The title character of Ananda was shaped by a female snake demon to be Buddha's nemesis, and we follow his story for about the first half of this sixth book. Then he's finally caught in a trap the demon can't save him from...but Buddha arrives serendipitously to drive out the demon, recruit Ananda, and, along the way, start building a larger group of followers by humbling first revered one leader of fire monks, and then his two brothers. That's pretty much the whole story here; Buddha's movement is starting to gather speed, but this book, also, doesn't really end a story of its own in the way that the earlier books did.
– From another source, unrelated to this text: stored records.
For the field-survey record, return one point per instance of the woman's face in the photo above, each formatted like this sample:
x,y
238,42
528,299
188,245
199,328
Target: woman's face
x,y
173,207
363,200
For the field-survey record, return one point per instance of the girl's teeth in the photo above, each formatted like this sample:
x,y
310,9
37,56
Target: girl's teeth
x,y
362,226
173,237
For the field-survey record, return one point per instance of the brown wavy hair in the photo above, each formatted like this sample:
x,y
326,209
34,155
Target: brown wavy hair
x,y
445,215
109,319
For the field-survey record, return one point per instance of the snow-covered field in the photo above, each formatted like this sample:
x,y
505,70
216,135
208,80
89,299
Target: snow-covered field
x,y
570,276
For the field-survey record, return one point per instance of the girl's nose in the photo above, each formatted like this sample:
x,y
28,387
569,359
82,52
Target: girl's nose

The modern references are still jarring, but that's just the way Tezuka seems to work -- melodrama runs right into slapstick, and serious philosophy follows low comedy. The screwball little kids aren't much in evidence in these volumes (the one major kid character is a sullen grump of a prince), but we do have people kicked through panel borders and several references to this being a work of fiction. (One character takes off his helmet because "it's tough for Tezuka to draw.") Since the whole of Buddha is such a long story, and will presumably end with Buddha's death, there aren't a whole lot of narrative hooks to drag the reader forward into later books. Again, the individual stories are interesting, and Buddha's teachings obviously have weight and substance, but the structure of the overall project is a bit diffuse.

But, at this point, I might as well see how it all comes out...if I can dig up copies of the last two books. (My local library system doesn't have them.)